You let Aviana go to the City of Kestrel without you. In the quiet time of night — you know night now; it ceases to amaze you; there is nothing dazzling in darkness anymore — you wonder if you should have followed, tossing and turning so much that your husband puts his hands on your shoulders to steady you as you worry your nails down to your fingertips to taste blood. Your daughter tastes blood, trying to reach your breast and catching cuticles instead, her teeth stained red when they whimper angrily through her gums. 
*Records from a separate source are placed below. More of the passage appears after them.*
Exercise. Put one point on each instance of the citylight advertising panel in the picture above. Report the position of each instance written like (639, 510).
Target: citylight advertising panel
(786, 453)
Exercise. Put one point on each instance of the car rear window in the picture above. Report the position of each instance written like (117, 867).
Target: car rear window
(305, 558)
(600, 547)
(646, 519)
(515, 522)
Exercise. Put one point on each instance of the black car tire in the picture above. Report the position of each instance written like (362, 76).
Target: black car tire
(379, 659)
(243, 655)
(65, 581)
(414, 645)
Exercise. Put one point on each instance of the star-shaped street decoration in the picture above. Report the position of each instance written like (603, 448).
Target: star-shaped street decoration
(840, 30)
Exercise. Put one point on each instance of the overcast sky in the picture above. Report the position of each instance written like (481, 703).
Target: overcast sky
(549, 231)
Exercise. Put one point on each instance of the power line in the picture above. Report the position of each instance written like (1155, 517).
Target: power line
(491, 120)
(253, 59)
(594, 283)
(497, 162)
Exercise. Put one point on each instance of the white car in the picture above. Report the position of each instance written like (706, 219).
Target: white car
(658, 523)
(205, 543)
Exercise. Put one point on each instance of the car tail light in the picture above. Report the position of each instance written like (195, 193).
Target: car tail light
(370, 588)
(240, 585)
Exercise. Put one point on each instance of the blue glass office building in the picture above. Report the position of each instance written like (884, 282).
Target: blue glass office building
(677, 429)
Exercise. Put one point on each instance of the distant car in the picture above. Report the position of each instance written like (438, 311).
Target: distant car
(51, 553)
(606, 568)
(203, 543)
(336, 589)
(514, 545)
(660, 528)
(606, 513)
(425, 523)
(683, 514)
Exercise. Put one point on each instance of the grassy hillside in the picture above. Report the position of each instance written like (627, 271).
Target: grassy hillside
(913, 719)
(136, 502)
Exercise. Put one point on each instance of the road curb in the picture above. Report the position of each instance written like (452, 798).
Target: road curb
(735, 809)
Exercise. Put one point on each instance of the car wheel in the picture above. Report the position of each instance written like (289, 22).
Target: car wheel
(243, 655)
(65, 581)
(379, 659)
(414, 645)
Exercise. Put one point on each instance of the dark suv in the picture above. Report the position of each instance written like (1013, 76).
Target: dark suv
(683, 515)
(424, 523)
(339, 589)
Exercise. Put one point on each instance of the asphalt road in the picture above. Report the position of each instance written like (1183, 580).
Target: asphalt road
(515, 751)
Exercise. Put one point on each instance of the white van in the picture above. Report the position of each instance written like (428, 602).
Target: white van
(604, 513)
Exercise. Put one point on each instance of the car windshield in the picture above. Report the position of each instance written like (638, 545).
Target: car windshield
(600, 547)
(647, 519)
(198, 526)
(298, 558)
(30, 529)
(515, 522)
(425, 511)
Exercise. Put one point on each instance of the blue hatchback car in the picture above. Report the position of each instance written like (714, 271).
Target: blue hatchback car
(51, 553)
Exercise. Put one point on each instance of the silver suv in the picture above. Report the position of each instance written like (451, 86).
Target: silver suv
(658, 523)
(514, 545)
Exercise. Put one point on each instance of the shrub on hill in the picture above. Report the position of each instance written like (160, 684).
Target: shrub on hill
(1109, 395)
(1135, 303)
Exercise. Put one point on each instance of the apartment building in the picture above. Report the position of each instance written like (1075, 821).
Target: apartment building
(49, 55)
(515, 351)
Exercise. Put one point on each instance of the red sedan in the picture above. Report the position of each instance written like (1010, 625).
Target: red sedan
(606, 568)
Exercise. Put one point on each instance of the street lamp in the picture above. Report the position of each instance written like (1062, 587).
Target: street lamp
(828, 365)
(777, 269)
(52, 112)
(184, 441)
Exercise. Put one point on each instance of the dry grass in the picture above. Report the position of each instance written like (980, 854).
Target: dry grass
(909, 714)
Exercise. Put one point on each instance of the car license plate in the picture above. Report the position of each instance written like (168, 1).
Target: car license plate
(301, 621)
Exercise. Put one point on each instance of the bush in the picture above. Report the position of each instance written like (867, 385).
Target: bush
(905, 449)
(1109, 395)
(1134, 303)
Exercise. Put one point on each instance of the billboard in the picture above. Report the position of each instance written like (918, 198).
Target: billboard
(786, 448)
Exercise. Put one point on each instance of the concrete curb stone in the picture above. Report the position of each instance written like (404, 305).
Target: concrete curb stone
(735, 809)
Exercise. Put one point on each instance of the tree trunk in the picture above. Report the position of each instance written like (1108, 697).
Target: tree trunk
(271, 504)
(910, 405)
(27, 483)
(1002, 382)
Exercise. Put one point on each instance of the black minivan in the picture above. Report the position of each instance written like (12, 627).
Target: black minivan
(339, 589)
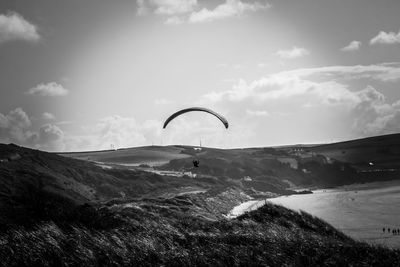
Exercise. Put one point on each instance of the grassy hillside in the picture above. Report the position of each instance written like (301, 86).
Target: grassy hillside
(160, 235)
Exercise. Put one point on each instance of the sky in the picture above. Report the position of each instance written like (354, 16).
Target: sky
(97, 74)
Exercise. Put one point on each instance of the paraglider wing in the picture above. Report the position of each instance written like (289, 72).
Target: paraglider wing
(180, 112)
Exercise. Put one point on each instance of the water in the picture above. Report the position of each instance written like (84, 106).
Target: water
(360, 211)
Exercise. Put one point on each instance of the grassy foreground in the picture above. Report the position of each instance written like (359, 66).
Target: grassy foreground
(152, 234)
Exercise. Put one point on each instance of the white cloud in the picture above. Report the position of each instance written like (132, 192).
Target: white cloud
(50, 138)
(162, 101)
(165, 7)
(295, 52)
(175, 20)
(386, 38)
(16, 127)
(352, 46)
(314, 97)
(49, 89)
(48, 116)
(14, 27)
(116, 130)
(257, 113)
(231, 8)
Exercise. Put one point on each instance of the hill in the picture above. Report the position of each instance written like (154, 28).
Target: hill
(58, 211)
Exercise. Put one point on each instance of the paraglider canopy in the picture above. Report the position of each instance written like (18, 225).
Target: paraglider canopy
(182, 111)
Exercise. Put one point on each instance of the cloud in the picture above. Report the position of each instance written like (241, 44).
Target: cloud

Aviana is dead. You’ve realized this. 

She’s dead, and she’s never coming back, and all you can do is tell your daughter the story of you coming here over and over until she knows that as much as life here catches you around the throat like a necklace or a noose, there’s no leaving here besides a noose outside of the metaphorical. 

Then the dog comes. The dog. 

With its collar. 

The inscribed collar. Follow me to freedom. Love, Aviana. 

You, of course, burn the collar, after you memorize the map sewn onto it. 

Then you work that into your story too, carrying the feeling that you won’t make it out. Not if your daughter does. 

And you’re right. You’ve never been righter. Your husband finds the dog somehow, figures out where it came from – how you don’t know, it doesn’t matter. All that matters is your daughter’s face, now gaunt and grown, promising you as you walk to the gallows, that whatever comes, she’ll run to the end of the world, to the City of Kestrel. 

“Drink.” 

Cold shoved against her lips. Hands, braced against her chin, holding a bottle—Amaya drank so much that her stomach threatened to split, and then she drank more before she opened her eyes. The red outline solidified into a girl, hair tied up, covered from head to toe in tan cloth. “My mother told me you were coming. Or someone was coming. More like someone. You’re from Doctrina, aren’t you? Just shake your head yes and no.” 

Yes. Yes. 

“Good. I’m Aviana’s daughter. I’m here to get you the rest of the way to Kestrel.” 

But, by then, the Ideal Daughter had a daughter of her own, who would have to make the journey in her stead. 

So she taught her daughter this: leave here. Leave the Haves and Have-Nots. Run as far as you can in the direction the second sun travels. Halfway between you and where you are going, under the roofs of broken houses, you’ll find water and temporary salvation. Drink, wait, and keep running. Run for three hours, four, five. Run, and the City of Kestrel  will catch you, arms outstretched.